Sterk getypte gemachtigden
In het vorige artikel hebt u gezien dat u specifieke gedelegeerdentypen maakt met behulp van het delegate
trefwoord.
De abstracte klasse Delegate biedt de infrastructuur voor losse koppeling en aanroep. Concrete gedelegeerdentypen worden veel nuttiger door typeveiligheid te omarmen en af te dwingen voor de methoden die worden toegevoegd aan de aanroeplijst voor een gedelegeerde-object. Wanneer u het delegate
trefwoord gebruikt en een concreet type gemachtigde definieert, genereert de compiler deze methoden.
In de praktijk zou dit leiden tot het maken van nieuwe typen gemachtigden wanneer u een andere methodehandtekening nodig hebt. Dit werk kan na een tijd vervelend worden. Voor elke nieuwe functie zijn nieuwe typen gemachtigden vereist.
Gelukkig is dit niet nodig. Het .NET Core-framework bevat verschillende typen die u opnieuw kunt gebruiken wanneer u gedelegeerdentypen nodig hebt. Dit zijn algemene definities, zodat u aanpassingen kunt declareren wanneer u nieuwe methodedeclaraties nodig hebt.
De eerste van deze typen is het Action type en verschillende variaties:
public delegate void Action();
public delegate void Action<in T>(T arg);
public delegate void Action<in T1, in T2>(T1 arg1, T2 arg2);
// Other variations removed for brevity.
De in
wijzigingsfunctie voor het algemene typeargument wordt behandeld in het artikel over covariantie.
Er zijn variaties van de Action
gemachtigde die maximaal 16 argumenten bevatten, zoals Action<T1,T2,T3,T4,T5,T6,T7,T8,T9,T10,T11,T12,T13,T14,T15,T16>.
Het is belangrijk dat deze definities verschillende algemene argumenten gebruiken voor elk van de gedelegeerde argumenten: Dat biedt u maximale flexibiliteit. De methodeargumenten hoeven niet te zijn, maar kunnen hetzelfde type zijn.
Gebruik een van de Action
typen voor elk gemachtigde type met een ongeldig retourtype.
Het framework bevat ook verschillende algemene gedelegeerdentypen die u kunt gebruiken voor gedelegeerdentypen die waarden retourneren:
public delegate TResult Func<out TResult>();
public delegate TResult Func<in T1, out TResult>(T1 arg);
public delegate TResult Func<in T1, in T2, out TResult>(T1 arg1, T2 arg2);
// Other variations removed for brevity
De out
wijzigingsfunctie voor het argument voor het algemene resultaattype wordt behandeld in het artikel over covariantie.

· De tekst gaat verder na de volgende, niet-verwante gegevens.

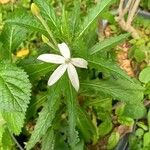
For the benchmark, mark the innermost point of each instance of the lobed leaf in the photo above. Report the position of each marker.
(14, 121)
(92, 15)
(107, 44)
(46, 117)
(15, 88)
(26, 20)
(118, 89)
(108, 66)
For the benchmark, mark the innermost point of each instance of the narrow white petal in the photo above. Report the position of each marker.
(73, 76)
(64, 50)
(52, 58)
(57, 74)
(79, 62)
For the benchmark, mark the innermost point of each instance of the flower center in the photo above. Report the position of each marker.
(68, 60)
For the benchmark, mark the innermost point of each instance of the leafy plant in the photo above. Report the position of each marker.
(67, 112)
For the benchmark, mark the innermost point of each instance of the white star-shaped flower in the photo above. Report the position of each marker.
(66, 63)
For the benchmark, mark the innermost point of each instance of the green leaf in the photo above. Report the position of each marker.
(71, 98)
(93, 15)
(48, 141)
(35, 68)
(15, 121)
(148, 119)
(12, 37)
(145, 75)
(104, 128)
(131, 108)
(108, 66)
(15, 88)
(146, 140)
(26, 20)
(75, 18)
(113, 140)
(107, 44)
(7, 142)
(139, 55)
(46, 116)
(47, 11)
(85, 125)
(118, 89)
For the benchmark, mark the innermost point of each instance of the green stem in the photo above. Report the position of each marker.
(47, 29)
(14, 139)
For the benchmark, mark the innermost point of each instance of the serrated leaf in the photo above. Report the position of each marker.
(113, 140)
(107, 44)
(48, 141)
(25, 19)
(12, 37)
(146, 140)
(85, 125)
(108, 66)
(15, 121)
(35, 68)
(7, 142)
(104, 128)
(46, 116)
(118, 89)
(92, 15)
(47, 11)
(15, 88)
(131, 108)
(145, 75)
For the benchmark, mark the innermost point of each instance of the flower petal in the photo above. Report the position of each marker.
(79, 62)
(57, 74)
(52, 58)
(64, 50)
(73, 76)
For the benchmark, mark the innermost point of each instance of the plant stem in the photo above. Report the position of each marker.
(16, 142)
(47, 29)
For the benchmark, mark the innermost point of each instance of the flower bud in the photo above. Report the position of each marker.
(35, 9)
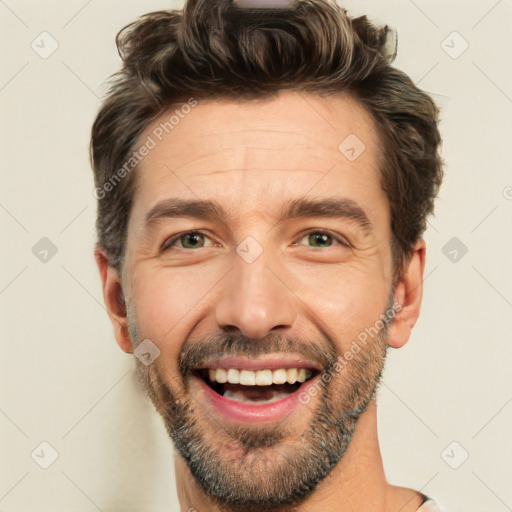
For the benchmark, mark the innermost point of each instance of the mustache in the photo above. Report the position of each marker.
(202, 353)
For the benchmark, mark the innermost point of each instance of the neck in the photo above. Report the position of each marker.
(356, 483)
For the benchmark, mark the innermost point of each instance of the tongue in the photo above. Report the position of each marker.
(261, 394)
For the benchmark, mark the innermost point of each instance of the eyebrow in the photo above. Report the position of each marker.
(330, 207)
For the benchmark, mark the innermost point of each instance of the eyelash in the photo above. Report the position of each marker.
(168, 243)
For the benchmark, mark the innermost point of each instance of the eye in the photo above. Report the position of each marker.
(189, 240)
(320, 238)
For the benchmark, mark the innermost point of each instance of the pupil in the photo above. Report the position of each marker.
(193, 237)
(320, 238)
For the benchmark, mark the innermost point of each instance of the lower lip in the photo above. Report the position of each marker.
(254, 413)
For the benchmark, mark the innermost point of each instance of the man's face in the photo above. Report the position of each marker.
(270, 283)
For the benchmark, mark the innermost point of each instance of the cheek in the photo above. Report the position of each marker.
(345, 302)
(166, 301)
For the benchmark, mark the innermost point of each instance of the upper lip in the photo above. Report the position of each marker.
(264, 363)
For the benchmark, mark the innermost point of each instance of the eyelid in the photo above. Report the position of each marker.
(170, 240)
(338, 238)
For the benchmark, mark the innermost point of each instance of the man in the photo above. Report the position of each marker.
(263, 180)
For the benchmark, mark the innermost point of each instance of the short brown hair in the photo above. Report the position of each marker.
(213, 49)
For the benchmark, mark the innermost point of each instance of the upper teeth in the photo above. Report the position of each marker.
(260, 377)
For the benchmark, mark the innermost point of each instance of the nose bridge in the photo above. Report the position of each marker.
(254, 300)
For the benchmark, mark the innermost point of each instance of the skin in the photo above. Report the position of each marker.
(251, 157)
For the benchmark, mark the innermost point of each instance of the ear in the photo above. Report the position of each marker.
(408, 293)
(114, 300)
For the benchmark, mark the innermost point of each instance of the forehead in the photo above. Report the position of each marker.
(258, 149)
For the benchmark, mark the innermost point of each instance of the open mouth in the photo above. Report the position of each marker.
(260, 387)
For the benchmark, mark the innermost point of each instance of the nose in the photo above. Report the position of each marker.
(254, 300)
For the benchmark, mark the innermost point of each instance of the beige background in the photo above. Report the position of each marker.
(64, 380)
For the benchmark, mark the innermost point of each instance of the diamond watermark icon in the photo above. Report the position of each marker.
(454, 45)
(249, 249)
(454, 455)
(454, 250)
(352, 147)
(146, 352)
(44, 455)
(44, 45)
(44, 250)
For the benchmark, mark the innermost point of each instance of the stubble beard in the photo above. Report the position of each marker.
(268, 472)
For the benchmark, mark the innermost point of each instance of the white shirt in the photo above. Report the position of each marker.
(430, 506)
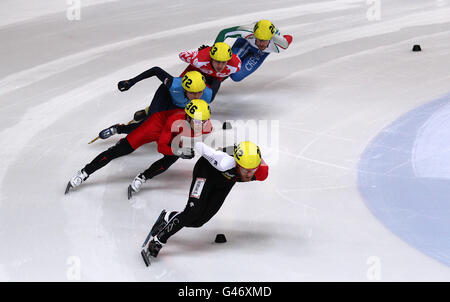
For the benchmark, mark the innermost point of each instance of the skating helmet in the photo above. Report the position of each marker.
(198, 110)
(221, 52)
(247, 155)
(193, 81)
(264, 30)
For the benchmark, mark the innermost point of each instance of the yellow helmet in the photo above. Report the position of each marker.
(193, 81)
(198, 110)
(247, 155)
(220, 51)
(264, 30)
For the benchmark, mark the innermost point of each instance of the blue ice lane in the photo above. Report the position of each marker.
(415, 208)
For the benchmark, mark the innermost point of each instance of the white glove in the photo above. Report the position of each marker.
(137, 182)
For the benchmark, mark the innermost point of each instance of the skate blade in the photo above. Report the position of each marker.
(68, 188)
(147, 239)
(145, 258)
(130, 192)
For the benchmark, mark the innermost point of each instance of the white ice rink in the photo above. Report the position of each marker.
(341, 92)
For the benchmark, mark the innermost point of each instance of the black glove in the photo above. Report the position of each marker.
(124, 85)
(186, 153)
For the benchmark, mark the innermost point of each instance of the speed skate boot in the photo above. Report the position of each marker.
(76, 180)
(136, 184)
(108, 132)
(160, 223)
(140, 115)
(152, 250)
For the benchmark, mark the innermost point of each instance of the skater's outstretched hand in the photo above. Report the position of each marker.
(186, 153)
(124, 85)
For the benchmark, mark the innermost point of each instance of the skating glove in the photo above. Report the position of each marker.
(124, 85)
(186, 153)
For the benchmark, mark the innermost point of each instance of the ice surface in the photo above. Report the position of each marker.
(342, 81)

Er zijn variaties van de Func
gemachtigde met maximaal 16 invoerargumenten, zoals Func<T1,T2,T3,T4,T5,T6,T7,T8,T9,T10,T11,T12,T13,T14,T15,T16,TResult>.
Het type van het resultaat is altijd de laatste typeparameter in alle Func
declaraties, volgens conventie.
Gebruik een van de Func
typen voor elk gemachtigde type dat een waarde retourneert.

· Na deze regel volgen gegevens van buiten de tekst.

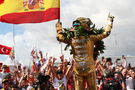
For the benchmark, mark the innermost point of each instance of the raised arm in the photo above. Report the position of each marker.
(60, 36)
(107, 29)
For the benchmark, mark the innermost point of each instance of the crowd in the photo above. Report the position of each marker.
(45, 74)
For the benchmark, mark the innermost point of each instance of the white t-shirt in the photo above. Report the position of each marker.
(57, 83)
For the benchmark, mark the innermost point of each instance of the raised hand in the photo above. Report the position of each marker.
(110, 18)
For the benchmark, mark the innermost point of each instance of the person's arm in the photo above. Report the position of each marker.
(60, 36)
(107, 30)
(68, 72)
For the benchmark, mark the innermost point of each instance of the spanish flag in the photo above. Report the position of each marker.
(29, 11)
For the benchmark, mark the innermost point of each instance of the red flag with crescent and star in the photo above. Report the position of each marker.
(5, 50)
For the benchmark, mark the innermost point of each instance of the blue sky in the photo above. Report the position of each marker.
(43, 35)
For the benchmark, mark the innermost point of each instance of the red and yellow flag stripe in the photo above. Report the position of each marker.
(29, 11)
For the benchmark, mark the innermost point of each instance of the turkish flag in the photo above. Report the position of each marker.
(1, 1)
(5, 50)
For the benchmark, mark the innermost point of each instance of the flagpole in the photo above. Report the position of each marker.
(59, 22)
(13, 35)
(15, 63)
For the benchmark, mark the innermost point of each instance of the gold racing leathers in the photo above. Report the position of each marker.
(83, 65)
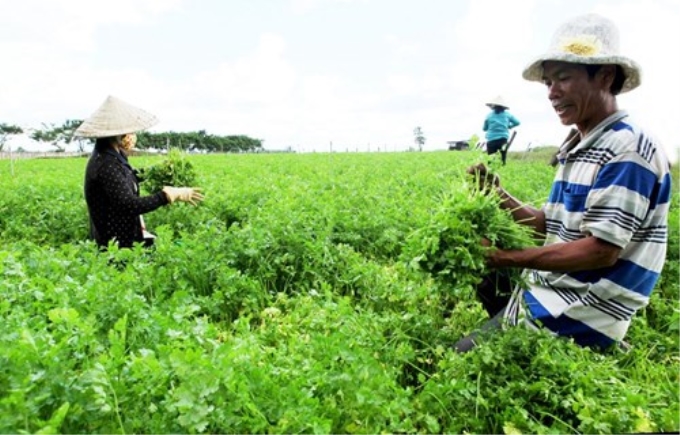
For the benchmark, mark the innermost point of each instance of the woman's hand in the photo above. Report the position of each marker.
(191, 195)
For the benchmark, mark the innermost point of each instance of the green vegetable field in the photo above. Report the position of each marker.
(308, 293)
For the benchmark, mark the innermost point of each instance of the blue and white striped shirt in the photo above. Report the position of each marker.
(615, 185)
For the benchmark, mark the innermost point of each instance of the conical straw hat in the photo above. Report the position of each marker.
(115, 117)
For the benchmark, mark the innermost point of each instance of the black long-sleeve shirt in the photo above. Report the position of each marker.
(113, 201)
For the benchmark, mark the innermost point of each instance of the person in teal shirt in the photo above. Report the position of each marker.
(497, 126)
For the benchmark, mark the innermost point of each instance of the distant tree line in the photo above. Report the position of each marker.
(199, 141)
(57, 135)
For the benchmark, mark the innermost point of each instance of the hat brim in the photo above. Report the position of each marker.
(492, 105)
(534, 71)
(113, 118)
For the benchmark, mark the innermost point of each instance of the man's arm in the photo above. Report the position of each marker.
(583, 254)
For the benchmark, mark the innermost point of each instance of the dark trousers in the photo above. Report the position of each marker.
(494, 294)
(493, 146)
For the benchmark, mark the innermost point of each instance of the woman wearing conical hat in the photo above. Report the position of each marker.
(497, 126)
(111, 185)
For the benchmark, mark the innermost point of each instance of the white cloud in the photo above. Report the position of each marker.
(267, 86)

Er is ook een speciaal Predicate<T> type voor een gemachtigde die een test retourneert op één waarde:
public delegate bool Predicate<in T>(T obj);
U ziet mogelijk dat voor elk Predicate
type een structureel equivalent Func
type bestaat, bijvoorbeeld:
Func<string, bool> TestForString;
Predicate<string> AnotherTestForString;
U denkt misschien dat deze twee typen gelijkwaardig zijn. Dat zijn ze niet. Deze twee variabelen kunnen niet door elkaar worden gebruikt. Aan een variabele van het ene type kan het andere type niet worden toegewezen. Het C#-typesysteem gebruikt de namen van de gedefinieerde typen, niet de structuur.

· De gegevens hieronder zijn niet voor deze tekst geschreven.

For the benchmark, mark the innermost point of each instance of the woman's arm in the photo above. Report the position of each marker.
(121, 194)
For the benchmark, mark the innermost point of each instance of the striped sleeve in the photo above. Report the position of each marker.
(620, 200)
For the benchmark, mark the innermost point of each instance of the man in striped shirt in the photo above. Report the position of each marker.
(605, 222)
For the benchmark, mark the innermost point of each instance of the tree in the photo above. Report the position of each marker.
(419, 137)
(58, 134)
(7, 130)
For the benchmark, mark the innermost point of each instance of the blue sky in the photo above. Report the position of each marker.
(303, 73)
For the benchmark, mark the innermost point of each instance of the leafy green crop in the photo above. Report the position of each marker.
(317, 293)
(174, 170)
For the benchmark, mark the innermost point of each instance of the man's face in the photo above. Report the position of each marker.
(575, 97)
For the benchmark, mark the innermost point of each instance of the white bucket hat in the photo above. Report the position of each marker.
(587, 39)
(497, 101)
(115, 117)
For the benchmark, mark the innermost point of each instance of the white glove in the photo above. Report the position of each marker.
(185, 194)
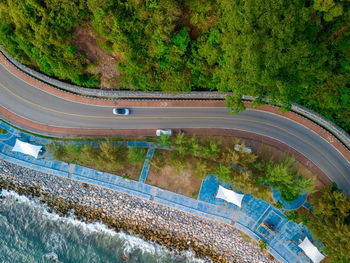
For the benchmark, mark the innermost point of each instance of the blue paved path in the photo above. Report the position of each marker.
(285, 235)
(146, 165)
(249, 218)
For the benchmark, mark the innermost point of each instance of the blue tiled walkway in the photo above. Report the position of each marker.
(253, 217)
(146, 165)
(249, 218)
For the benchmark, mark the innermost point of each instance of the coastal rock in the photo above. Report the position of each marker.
(174, 229)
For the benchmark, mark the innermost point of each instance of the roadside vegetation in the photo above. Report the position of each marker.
(182, 167)
(105, 156)
(248, 172)
(3, 131)
(291, 51)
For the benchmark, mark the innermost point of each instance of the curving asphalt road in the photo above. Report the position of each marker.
(36, 105)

Al deze definities van gedelegeerdentypen in de .NET Core-bibliotheek moeten betekenen dat u geen nieuw gedelegeerdentype hoeft te definiëren voor een nieuwe functie die u maakt waarvoor gemachtigden zijn vereist. Deze algemene definities moeten alle typen gemachtigden bevatten die u in de meeste situaties nodig hebt. U kunt eenvoudig een exemplaar van een van deze typen maken met de vereiste typeparameters. In het geval van algoritmen die algemeen kunnen worden gemaakt, kunnen deze gemachtigden worden gebruikt als algemene typen.
Dit bespaart tijd en minimaliseert het aantal nieuwe typen dat u moet maken om met gedelegeerden te kunnen werken.
In het volgende artikel ziet u verschillende algemene patronen voor het werken met gemachtigden in de praktijk.